Pretext remains the backbone of nearly every Title VII case. The plaintiff has to show that the employer's reason for mistreating her was false, permitting the inference of discrimination or retaliation. For the judge, this is not a legal question, but a factual one. Each judge brings her own views into this puzzle.

The case is Summa v. Hofstra University, decided on February 21. There are many ways to attack the employer's justifications as pretextual. Very often these efforts don't work. The plaintiff is either nitpicking or the employer genuinely had good reason to terminate or demote the plaintiff. In this case, the Court of Appeals (Raggi, Pooler and Lynch) takes the pretext analysis as far as I've seen it lately, concluding that a jury may find that a Hofstra University graduate student who also worked for the University was denied certain positions in retaliation for complaining about sexual harassment. There were three positions at issue.

1. After complaining about harassment, Summa was denied the position of team manager of the school's football team, a position she had previously held. The college argued that it was unaware that Summa wanted the position for the spring 2007 football season. However, "Summa presented evidence that she had repeatedly discussed the spring season with the football coaching staff and, more tellingly, presented an e-mail that listed her stipend for the year as 'Fall: $700 Spring: $300.'” And, the fact that Summa waited until just before the spring season to request the team schedule "corroborates her account that she had been told she had the position already lined up, thus obviating any need to contact the department at an earlier time." This is what we call drawing all inferences favorable to the plaintiff on a motion for summary judgment.

2. Summa was also denied a graduate assistantship position. The human resources director (who knew about plaintiff's sexual harassment complaint) encouraged the hiring official, Connolly, to re-interview plaintiff for the position after she had already been offered the job. HR also encouraged Connolly to then deny plaintiff the position. And, when plaintiff was told to meet with Connelly, she was not informed that the job offer was in danger of being revoked if the interview did not go well; plaintiff was simply told to "meet" with Connolly. Plaintiff was the only potential graduate assistant who had an interview with Connolly and she was the only one whose references were contacted. Contrary to its usual practice, HR also involved itself in this hiring process more substantially than usual. This kind of disparate treatment is evidence of pretext.

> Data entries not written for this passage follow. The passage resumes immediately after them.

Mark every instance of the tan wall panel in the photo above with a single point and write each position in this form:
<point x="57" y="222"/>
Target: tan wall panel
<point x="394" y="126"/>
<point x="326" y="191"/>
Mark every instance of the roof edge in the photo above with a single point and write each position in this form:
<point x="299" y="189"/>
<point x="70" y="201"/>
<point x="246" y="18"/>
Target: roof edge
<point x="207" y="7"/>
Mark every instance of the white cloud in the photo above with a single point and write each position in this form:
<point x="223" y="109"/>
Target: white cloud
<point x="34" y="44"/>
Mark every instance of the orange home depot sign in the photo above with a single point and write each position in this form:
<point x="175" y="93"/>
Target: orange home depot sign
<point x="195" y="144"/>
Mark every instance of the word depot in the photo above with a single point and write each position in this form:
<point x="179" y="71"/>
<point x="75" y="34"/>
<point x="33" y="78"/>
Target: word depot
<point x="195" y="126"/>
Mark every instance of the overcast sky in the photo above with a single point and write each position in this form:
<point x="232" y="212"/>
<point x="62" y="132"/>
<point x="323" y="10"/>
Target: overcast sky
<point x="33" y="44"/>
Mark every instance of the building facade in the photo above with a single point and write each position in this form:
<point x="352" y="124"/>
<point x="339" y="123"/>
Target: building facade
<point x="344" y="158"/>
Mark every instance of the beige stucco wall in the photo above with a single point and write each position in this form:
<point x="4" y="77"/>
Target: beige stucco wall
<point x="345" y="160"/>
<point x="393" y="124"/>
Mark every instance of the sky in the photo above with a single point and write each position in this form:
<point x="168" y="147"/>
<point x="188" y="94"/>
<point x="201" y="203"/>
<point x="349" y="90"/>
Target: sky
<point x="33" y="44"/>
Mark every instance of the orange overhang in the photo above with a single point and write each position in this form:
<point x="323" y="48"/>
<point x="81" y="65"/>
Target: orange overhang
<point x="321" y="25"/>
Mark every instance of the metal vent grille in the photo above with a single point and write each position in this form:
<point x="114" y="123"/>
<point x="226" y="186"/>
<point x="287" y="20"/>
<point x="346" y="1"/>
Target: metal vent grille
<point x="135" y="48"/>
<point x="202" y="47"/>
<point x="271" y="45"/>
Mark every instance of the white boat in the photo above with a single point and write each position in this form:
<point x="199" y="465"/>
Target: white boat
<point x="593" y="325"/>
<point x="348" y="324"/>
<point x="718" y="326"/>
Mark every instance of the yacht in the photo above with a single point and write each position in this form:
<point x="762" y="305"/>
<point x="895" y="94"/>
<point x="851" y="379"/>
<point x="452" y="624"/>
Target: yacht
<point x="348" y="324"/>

3. In addition, Summa was denied student employment privileges because she had double-booked some hours, contrary to the rules. But HR admitted that she had never looked into the billing practices of any other student, and student employment privileges had never been previously terminated for this practice. When double-billing had happened in the past, it was not the student but the supervisor who was terminated. So why was Summa terminated in this instance? The jury may infer retaliatory pretext.

Pretext is a funny thing. In straight disparate treatment cases, the Second Circuit remains a pretext-plus court, which means that pretext alone usually will not get you a trial, though there are some exceptions. There has to pretext plus, i.e., sexist comments or a racially-biased reduction in force. Pretext plus does not usually apply in retaliation cases like Summa v. Hofstra University, though. If the plaintiff makes out a prima facie case of retaliation, and she is able to cast doubt on the employer's justification for the adverse action, the case will probably go to trial.